As officers and their advocates have been saying, the state's 2021 Humane Alternatives to Long-Term Solitary Confinement Act has also worsened conditions in prisons, Rossbach said. Without the ability to confine aggressive inmates who fight, he continued, officers have to move them around facilities so they don't keep doing so.

"I'm afraid the governor is trying to play hardball and doesn't understand the facts on the ground," he said.

Rossbach added that such inmates, and the ones who spit, are "a couple bad eggs" and not representative of the whole incarcerated population. 

More than 80% of Auburn's correction officers are on strike, Rossbach estimated. He worried they would turn on the officers who continue to work, but said they understand the difficulty of the decision.

However, their reaction to an attempt by Rossbach to draw attention to the strike on Wednesday was more mixed. Wearing only swimming trunks in the freezing cold, the sergeant sat in an ice bath in the back of his pickup truck in front of the prison. He then a video of his cold plunge to Facebook, where it's been viewed more than 40,000 times.

While many support what Rossbach did and the attention it drew to the strike, some officers he respects have shared their disapproval. But he has no regrets, he said, given what's at stake.

"When I see us on the news we look like bad guys," he said. "I'd rather look like a big dummy than a killer or beater of inmates."

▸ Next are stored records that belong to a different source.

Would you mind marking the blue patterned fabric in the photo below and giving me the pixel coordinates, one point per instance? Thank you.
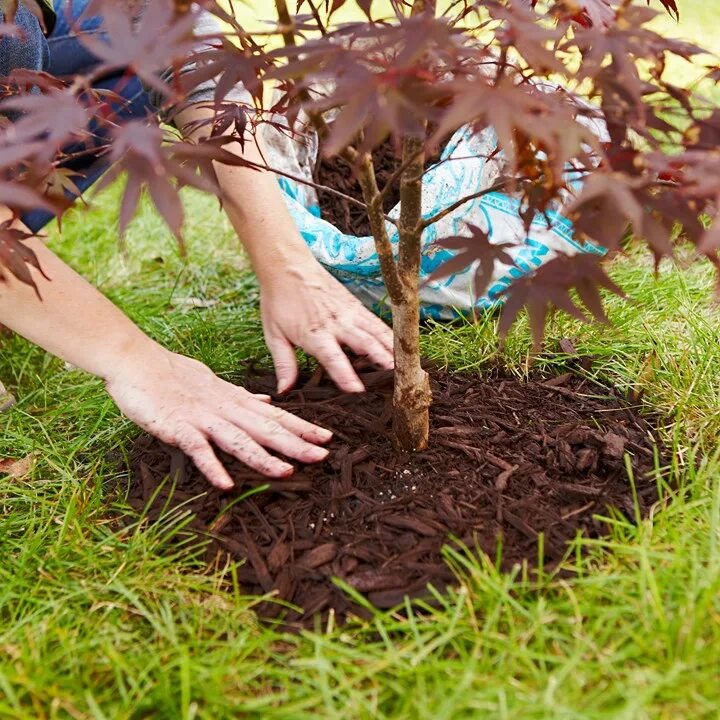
(468, 164)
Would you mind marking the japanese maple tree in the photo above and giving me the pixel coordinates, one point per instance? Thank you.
(411, 75)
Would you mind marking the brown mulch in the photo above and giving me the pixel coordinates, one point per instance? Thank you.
(507, 459)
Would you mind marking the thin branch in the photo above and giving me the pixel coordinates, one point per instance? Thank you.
(316, 186)
(371, 193)
(451, 208)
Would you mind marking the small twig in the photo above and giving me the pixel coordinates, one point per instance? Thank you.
(316, 186)
(451, 208)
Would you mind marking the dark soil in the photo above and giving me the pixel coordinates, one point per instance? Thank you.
(508, 460)
(338, 174)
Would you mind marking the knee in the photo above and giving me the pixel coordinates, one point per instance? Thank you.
(28, 49)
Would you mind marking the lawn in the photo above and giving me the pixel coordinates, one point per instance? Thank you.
(108, 623)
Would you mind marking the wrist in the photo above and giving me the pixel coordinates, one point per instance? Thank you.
(283, 263)
(131, 355)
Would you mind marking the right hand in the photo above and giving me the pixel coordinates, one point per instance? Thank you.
(183, 403)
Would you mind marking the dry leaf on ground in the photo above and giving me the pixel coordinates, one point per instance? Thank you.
(17, 468)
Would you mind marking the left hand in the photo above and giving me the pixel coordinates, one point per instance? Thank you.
(308, 308)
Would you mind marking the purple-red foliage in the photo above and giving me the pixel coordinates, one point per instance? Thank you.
(483, 63)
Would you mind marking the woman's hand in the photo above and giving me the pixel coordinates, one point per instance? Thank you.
(308, 308)
(183, 403)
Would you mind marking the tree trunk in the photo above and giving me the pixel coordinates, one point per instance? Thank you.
(412, 397)
(6, 399)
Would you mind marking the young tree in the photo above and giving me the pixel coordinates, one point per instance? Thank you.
(413, 78)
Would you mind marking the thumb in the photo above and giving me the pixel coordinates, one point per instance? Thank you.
(284, 360)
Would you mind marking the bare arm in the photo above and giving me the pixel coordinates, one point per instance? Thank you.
(177, 399)
(302, 304)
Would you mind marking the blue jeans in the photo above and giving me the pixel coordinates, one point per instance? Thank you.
(62, 54)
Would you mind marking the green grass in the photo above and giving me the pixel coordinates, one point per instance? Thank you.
(102, 622)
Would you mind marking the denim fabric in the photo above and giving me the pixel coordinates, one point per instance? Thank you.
(30, 51)
(64, 55)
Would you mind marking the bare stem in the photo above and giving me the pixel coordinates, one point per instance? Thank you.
(459, 203)
(411, 396)
(376, 216)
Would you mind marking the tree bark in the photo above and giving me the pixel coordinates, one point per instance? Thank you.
(412, 396)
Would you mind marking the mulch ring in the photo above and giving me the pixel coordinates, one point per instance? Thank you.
(508, 459)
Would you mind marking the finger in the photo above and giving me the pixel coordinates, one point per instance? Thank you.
(363, 343)
(198, 449)
(330, 355)
(284, 360)
(269, 433)
(296, 425)
(240, 445)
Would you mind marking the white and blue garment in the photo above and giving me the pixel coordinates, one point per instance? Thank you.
(468, 164)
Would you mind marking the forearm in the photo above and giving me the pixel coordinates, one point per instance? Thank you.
(73, 320)
(256, 208)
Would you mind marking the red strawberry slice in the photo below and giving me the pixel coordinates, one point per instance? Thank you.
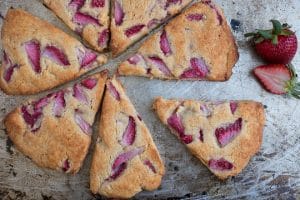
(34, 54)
(118, 13)
(164, 44)
(57, 55)
(226, 134)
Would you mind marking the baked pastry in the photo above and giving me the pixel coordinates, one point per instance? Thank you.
(132, 19)
(125, 159)
(223, 135)
(55, 131)
(196, 45)
(37, 56)
(88, 18)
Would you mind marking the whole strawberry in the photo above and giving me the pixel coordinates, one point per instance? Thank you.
(278, 45)
(279, 79)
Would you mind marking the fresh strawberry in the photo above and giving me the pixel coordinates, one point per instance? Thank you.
(279, 79)
(278, 45)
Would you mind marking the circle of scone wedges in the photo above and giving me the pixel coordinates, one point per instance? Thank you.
(196, 44)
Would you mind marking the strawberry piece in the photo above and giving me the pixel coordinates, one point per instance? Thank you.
(103, 38)
(220, 164)
(149, 164)
(84, 126)
(59, 103)
(228, 133)
(164, 44)
(118, 13)
(134, 30)
(57, 55)
(89, 83)
(113, 91)
(129, 133)
(159, 63)
(33, 51)
(98, 3)
(195, 17)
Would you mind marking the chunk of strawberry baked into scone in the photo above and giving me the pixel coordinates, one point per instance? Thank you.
(222, 135)
(38, 56)
(132, 19)
(125, 159)
(196, 45)
(87, 18)
(55, 131)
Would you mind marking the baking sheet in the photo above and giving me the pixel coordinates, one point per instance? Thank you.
(274, 173)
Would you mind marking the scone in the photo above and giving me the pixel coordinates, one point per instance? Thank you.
(88, 18)
(132, 19)
(223, 135)
(55, 131)
(125, 160)
(37, 56)
(196, 45)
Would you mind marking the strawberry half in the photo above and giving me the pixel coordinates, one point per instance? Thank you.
(278, 45)
(279, 79)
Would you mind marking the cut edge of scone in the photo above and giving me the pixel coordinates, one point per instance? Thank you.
(128, 140)
(55, 130)
(224, 155)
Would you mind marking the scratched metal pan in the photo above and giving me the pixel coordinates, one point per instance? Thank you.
(274, 173)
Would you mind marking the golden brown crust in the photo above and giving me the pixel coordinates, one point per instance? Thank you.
(238, 151)
(90, 32)
(140, 12)
(20, 27)
(137, 175)
(206, 39)
(58, 138)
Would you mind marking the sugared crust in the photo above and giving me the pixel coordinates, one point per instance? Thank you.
(139, 12)
(58, 138)
(20, 27)
(137, 176)
(206, 38)
(90, 32)
(240, 150)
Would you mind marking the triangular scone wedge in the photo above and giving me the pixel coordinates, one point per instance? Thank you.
(38, 56)
(132, 19)
(87, 18)
(196, 45)
(223, 135)
(55, 131)
(126, 159)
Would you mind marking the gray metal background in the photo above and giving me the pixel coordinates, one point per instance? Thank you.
(274, 173)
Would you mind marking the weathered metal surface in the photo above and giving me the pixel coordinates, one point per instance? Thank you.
(274, 173)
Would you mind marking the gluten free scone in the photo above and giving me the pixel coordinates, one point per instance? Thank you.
(125, 159)
(222, 135)
(196, 45)
(55, 131)
(132, 19)
(38, 56)
(90, 19)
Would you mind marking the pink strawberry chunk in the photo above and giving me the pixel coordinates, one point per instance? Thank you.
(84, 126)
(89, 83)
(129, 133)
(33, 51)
(149, 164)
(113, 91)
(134, 30)
(118, 13)
(164, 44)
(56, 55)
(98, 3)
(227, 133)
(59, 104)
(220, 164)
(159, 63)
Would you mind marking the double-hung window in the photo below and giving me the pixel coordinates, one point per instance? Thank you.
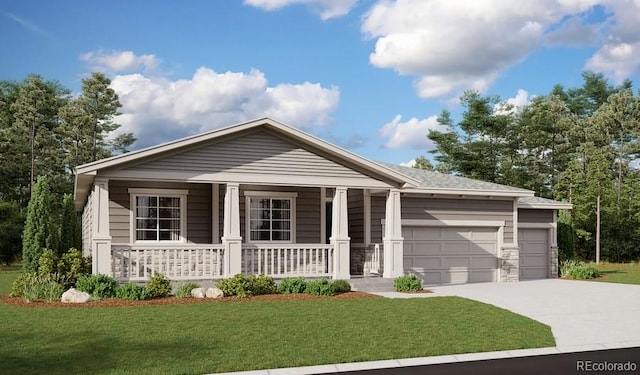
(158, 214)
(270, 216)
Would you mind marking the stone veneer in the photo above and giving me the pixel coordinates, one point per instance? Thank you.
(553, 262)
(510, 264)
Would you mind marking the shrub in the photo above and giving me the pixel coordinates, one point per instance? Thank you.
(48, 262)
(243, 286)
(407, 283)
(131, 291)
(237, 286)
(184, 290)
(341, 286)
(576, 269)
(33, 287)
(158, 286)
(292, 285)
(99, 286)
(261, 284)
(73, 264)
(320, 287)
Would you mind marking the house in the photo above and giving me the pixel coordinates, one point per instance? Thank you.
(262, 197)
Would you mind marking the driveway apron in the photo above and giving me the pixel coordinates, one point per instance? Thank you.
(580, 313)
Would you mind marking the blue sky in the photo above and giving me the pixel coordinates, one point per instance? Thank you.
(367, 75)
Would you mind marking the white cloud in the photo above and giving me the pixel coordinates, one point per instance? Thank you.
(157, 109)
(515, 104)
(326, 8)
(616, 59)
(410, 134)
(409, 163)
(453, 45)
(120, 61)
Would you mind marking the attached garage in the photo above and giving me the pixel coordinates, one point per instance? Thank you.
(451, 255)
(534, 253)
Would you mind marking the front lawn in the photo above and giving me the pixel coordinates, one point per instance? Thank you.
(245, 335)
(624, 273)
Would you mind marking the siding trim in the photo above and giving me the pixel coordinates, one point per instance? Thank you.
(451, 223)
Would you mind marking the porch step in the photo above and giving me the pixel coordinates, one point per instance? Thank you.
(372, 284)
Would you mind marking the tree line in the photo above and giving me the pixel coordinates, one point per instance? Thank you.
(579, 145)
(45, 131)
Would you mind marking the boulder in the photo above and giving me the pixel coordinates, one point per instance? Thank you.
(214, 293)
(75, 296)
(198, 293)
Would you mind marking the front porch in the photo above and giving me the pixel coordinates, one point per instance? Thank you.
(344, 214)
(137, 262)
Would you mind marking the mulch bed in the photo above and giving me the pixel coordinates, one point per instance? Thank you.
(114, 302)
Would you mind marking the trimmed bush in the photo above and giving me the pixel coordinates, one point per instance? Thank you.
(261, 284)
(243, 286)
(185, 289)
(33, 287)
(131, 291)
(292, 285)
(576, 269)
(236, 286)
(407, 283)
(99, 286)
(320, 287)
(341, 286)
(158, 286)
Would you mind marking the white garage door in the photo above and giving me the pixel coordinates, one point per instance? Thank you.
(447, 255)
(534, 253)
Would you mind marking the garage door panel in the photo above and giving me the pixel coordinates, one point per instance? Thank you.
(451, 255)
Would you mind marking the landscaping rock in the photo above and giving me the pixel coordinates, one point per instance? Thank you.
(198, 293)
(75, 296)
(214, 293)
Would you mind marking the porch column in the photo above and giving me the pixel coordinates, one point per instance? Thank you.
(231, 235)
(101, 237)
(340, 235)
(393, 242)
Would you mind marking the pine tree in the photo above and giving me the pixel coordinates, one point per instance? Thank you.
(40, 231)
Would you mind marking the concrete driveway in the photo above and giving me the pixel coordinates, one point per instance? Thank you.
(580, 313)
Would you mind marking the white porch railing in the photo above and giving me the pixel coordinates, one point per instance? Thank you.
(137, 262)
(284, 260)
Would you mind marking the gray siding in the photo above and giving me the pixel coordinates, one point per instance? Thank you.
(258, 153)
(307, 211)
(198, 209)
(355, 204)
(378, 208)
(460, 209)
(535, 216)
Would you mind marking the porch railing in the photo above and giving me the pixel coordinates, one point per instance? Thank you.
(137, 262)
(284, 260)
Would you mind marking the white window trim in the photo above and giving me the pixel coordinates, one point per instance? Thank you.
(249, 194)
(177, 193)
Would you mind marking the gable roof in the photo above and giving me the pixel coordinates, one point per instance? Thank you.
(440, 183)
(543, 203)
(86, 173)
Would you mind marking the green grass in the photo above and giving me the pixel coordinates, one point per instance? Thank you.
(245, 335)
(624, 273)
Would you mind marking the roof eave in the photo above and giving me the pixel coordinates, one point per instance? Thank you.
(471, 192)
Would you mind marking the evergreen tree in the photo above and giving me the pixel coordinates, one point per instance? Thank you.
(11, 226)
(70, 234)
(40, 231)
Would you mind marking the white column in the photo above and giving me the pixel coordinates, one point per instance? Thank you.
(215, 213)
(393, 242)
(340, 235)
(101, 238)
(231, 234)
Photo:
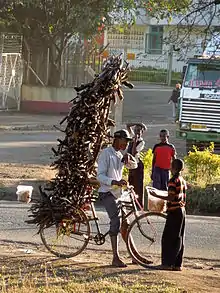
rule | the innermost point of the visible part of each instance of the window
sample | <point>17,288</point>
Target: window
<point>154,40</point>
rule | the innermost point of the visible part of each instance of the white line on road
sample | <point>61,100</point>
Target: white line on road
<point>25,144</point>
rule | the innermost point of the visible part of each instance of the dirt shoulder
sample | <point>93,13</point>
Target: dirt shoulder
<point>198,275</point>
<point>11,175</point>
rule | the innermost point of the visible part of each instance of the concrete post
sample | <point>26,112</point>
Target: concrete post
<point>170,65</point>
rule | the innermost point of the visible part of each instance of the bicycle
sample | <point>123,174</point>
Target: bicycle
<point>72,235</point>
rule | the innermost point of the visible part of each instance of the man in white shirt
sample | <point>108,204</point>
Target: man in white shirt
<point>109,174</point>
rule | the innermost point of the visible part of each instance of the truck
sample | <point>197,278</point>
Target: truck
<point>198,120</point>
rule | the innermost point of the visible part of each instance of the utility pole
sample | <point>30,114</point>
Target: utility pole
<point>170,65</point>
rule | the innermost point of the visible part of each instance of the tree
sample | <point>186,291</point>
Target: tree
<point>195,19</point>
<point>51,23</point>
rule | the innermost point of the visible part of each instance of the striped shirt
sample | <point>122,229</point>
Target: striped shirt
<point>177,187</point>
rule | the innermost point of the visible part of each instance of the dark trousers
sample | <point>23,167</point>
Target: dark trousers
<point>173,238</point>
<point>136,178</point>
<point>160,178</point>
<point>109,202</point>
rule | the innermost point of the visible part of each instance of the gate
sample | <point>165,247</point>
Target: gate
<point>10,71</point>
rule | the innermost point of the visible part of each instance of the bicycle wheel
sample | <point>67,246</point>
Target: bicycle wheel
<point>144,238</point>
<point>69,237</point>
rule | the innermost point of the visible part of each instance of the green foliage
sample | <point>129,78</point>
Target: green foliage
<point>204,200</point>
<point>203,167</point>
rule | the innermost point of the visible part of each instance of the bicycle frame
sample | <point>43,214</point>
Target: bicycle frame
<point>127,209</point>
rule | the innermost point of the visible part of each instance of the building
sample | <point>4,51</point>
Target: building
<point>153,43</point>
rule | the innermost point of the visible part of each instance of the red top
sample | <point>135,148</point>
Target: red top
<point>163,153</point>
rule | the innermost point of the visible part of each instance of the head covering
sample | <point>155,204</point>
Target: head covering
<point>123,133</point>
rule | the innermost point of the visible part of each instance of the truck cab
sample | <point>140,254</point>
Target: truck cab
<point>199,103</point>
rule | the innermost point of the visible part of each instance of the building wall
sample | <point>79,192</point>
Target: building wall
<point>123,41</point>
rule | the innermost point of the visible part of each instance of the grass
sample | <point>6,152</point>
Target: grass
<point>60,276</point>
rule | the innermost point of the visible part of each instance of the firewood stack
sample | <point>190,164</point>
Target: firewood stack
<point>87,129</point>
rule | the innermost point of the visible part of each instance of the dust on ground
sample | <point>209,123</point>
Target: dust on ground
<point>199,275</point>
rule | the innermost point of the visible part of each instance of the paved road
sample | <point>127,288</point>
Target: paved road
<point>148,105</point>
<point>202,233</point>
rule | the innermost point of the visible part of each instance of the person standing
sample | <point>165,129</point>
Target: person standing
<point>109,174</point>
<point>174,99</point>
<point>136,176</point>
<point>163,154</point>
<point>174,230</point>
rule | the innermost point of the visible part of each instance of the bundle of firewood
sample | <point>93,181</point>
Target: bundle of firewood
<point>87,129</point>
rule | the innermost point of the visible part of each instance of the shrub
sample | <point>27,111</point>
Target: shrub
<point>204,200</point>
<point>203,167</point>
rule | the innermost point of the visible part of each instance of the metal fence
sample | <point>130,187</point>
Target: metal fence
<point>79,64</point>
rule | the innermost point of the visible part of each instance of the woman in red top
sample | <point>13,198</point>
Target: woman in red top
<point>163,154</point>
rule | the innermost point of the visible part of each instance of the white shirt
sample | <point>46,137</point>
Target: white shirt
<point>110,167</point>
<point>139,149</point>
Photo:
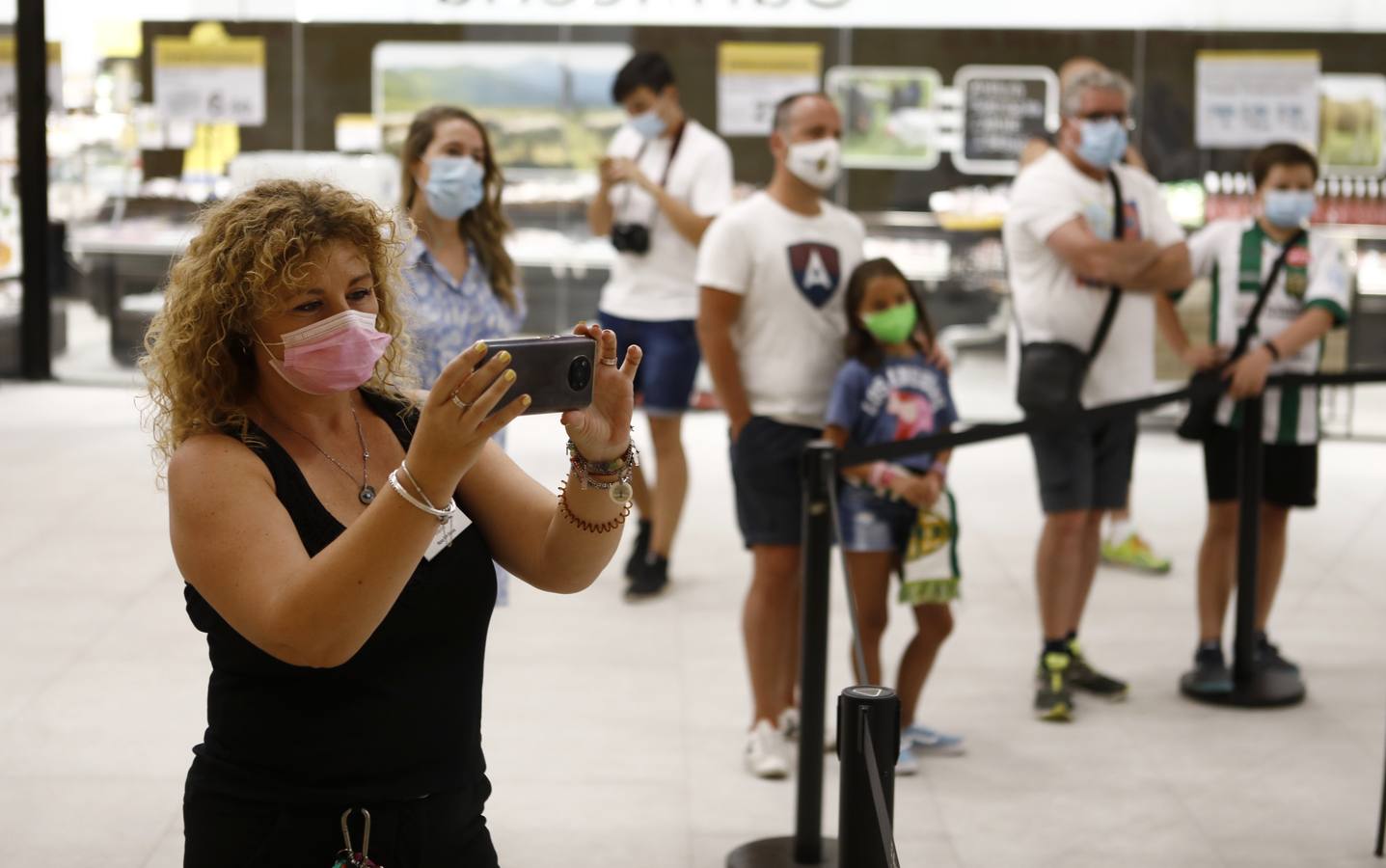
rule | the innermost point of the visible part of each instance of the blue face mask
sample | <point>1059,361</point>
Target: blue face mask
<point>1103,143</point>
<point>455,186</point>
<point>649,123</point>
<point>1290,208</point>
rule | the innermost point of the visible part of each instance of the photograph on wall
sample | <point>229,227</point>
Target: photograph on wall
<point>545,105</point>
<point>1351,114</point>
<point>753,76</point>
<point>890,116</point>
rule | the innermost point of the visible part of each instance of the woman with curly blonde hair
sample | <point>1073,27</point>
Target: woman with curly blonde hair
<point>337,539</point>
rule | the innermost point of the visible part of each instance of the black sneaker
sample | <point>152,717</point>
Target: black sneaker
<point>1053,702</point>
<point>1268,658</point>
<point>642,550</point>
<point>1210,674</point>
<point>1087,678</point>
<point>652,579</point>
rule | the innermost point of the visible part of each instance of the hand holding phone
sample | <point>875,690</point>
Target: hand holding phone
<point>556,372</point>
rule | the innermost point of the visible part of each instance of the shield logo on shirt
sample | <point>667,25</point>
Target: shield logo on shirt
<point>817,271</point>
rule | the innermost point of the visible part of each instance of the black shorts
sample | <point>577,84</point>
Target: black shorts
<point>224,830</point>
<point>1290,471</point>
<point>767,466</point>
<point>1085,468</point>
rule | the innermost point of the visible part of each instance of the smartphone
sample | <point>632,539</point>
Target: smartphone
<point>556,372</point>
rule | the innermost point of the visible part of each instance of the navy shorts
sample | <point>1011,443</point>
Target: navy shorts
<point>665,380</point>
<point>1087,468</point>
<point>767,465</point>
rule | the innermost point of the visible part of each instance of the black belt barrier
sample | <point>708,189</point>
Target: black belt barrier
<point>1252,687</point>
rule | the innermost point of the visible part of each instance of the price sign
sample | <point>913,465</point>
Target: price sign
<point>209,83</point>
<point>1004,107</point>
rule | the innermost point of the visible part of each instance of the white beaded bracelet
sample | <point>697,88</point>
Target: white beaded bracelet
<point>443,515</point>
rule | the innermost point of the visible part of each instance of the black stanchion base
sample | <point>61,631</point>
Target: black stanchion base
<point>1265,690</point>
<point>777,853</point>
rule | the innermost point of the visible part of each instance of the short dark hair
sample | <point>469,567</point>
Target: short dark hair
<point>644,69</point>
<point>1280,154</point>
<point>780,118</point>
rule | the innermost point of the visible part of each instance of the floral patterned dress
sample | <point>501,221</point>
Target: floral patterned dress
<point>445,316</point>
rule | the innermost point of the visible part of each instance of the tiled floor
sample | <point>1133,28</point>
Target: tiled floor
<point>612,731</point>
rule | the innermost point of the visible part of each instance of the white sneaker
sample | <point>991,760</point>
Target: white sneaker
<point>765,751</point>
<point>789,724</point>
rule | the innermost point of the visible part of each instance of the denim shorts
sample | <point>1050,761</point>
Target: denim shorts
<point>668,367</point>
<point>872,523</point>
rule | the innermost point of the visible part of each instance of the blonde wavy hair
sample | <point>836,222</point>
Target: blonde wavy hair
<point>253,254</point>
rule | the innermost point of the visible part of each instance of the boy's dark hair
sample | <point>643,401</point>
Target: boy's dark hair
<point>861,344</point>
<point>1280,154</point>
<point>644,69</point>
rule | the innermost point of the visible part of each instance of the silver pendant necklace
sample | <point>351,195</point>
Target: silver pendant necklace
<point>367,493</point>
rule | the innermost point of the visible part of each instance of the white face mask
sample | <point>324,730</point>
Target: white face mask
<point>818,164</point>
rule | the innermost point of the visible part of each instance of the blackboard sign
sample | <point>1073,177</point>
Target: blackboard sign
<point>1002,107</point>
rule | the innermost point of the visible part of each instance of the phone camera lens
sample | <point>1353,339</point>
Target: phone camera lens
<point>580,373</point>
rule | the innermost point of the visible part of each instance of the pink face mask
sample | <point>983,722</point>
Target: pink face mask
<point>335,355</point>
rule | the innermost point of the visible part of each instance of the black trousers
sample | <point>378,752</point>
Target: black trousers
<point>444,829</point>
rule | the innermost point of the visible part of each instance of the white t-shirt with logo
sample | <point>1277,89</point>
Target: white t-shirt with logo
<point>659,285</point>
<point>792,272</point>
<point>1050,304</point>
<point>1322,281</point>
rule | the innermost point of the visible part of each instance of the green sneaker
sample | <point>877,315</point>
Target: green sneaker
<point>1134,554</point>
<point>1087,678</point>
<point>1053,702</point>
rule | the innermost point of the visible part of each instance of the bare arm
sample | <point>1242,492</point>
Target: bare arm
<point>237,545</point>
<point>1170,271</point>
<point>527,532</point>
<point>600,214</point>
<point>1098,261</point>
<point>1248,373</point>
<point>717,313</point>
<point>689,224</point>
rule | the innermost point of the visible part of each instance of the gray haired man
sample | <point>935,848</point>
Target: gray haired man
<point>1063,257</point>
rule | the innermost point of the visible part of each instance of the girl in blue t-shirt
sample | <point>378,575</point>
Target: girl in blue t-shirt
<point>896,517</point>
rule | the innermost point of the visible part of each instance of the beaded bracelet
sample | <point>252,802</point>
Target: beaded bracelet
<point>621,468</point>
<point>606,528</point>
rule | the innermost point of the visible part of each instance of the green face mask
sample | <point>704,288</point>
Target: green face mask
<point>893,326</point>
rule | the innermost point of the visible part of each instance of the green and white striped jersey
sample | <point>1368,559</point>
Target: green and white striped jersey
<point>1237,256</point>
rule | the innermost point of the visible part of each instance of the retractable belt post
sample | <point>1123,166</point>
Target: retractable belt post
<point>1253,687</point>
<point>808,846</point>
<point>868,742</point>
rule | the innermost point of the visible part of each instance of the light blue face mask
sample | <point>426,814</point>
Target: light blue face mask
<point>649,123</point>
<point>1103,142</point>
<point>455,186</point>
<point>1290,208</point>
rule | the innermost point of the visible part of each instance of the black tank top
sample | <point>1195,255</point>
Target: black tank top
<point>399,719</point>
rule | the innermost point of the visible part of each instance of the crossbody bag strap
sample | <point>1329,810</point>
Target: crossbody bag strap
<point>1243,335</point>
<point>1109,313</point>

Rossbach went on to thank the public and businesses for their support of the officers, saying they feel appreciated and loved. That comes as they face scrutiny by Gov. Kathy Hochul and other New York officials for breaking the state's law against public employee strikes, with her telling them Tuesday, "Do what's right. Do your jobs."

"We want to go back to work," Rossbach said. "Stay positive."